Another thing to consider is the root of the Folder system points to a region-specific
S3 bucket. Keep this difference in mind when reconciling state between the two stacks.
Recommended Approach
This architecture is best suited for environments where:
- SFTP user configuration is relatively stable
- User additions are more common than modifications
- Changes to existing users are rare
Full Re-sync Option
If significant configuration changes are made to Stack 1, you can perform a full re-sync:
- Deploy a new Stack 2 from scratch in the secondary region
- Export a fresh backup from Stack 1
- Import the backup into the new Stack 2
- Remember to point Stack 2 to the region-specific S3 bucket
- Update the Route 53 DNS record to point to the new Stack 2's NLB
- Decommission the old Stack 2
Post-failover considerations
In the unlikely event that there is a region failure and you go through with failing over Production to another region, here are some things to consider.
- At some point, you will want to roll back to Region 1
- Any files that were uploaded to the S3 bucket in Region 2 will not sync back to the Region 1 bucket. So you will need to reconcile this manually (e.g. use the s3 sync CLI tool)

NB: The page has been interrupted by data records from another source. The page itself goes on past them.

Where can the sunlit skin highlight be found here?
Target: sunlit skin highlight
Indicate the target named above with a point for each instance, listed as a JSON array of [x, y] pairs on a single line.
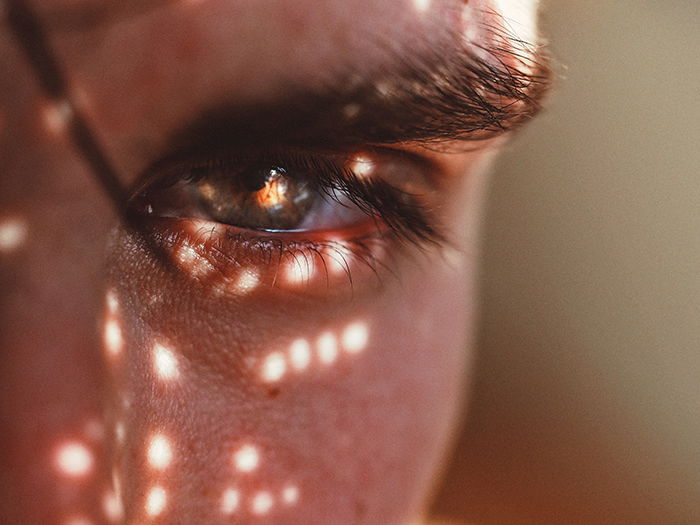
[[156, 501], [74, 459], [246, 459], [262, 503], [13, 234]]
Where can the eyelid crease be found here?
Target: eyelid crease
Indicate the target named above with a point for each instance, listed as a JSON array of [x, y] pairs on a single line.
[[400, 210]]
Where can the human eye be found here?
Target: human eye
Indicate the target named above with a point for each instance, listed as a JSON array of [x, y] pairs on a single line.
[[306, 220]]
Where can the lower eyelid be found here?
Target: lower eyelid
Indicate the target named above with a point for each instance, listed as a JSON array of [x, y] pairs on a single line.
[[228, 261]]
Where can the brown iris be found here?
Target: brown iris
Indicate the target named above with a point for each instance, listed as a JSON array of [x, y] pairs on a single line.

- Keep track of any configuration changes such as SFTP user additions or user password resets, because they need to be applied back to Stack 1
Summary
This multi-region failover architecture provides disaster recovery capabilities for SFTP Gateway by leveraging Route 53 weighted routing, S3 cross-region replication, and unified server host keys. With this configuration in place, you can redirect SFTP traffic from a failed primary region to a healthy secondary region with minimal client disruption—users won't encounter host key warnings or need to update their connection settings.
The key components that make seamless failover possible are:
- Shared server host keys through the backup/import process, ensuring clients don't see security warnings when traffic shifts between regions
- S3 cross-region replication keeping data synchronized across regions
- Route 53 weighted routing enabling rapid traffic redirection by adjusting DNS weights
For production deployments, be sure to practice and document the failover procedure, test failovers periodically to verify the process works as expected, and monitor replication lag to understand your recovery point objective (RPO).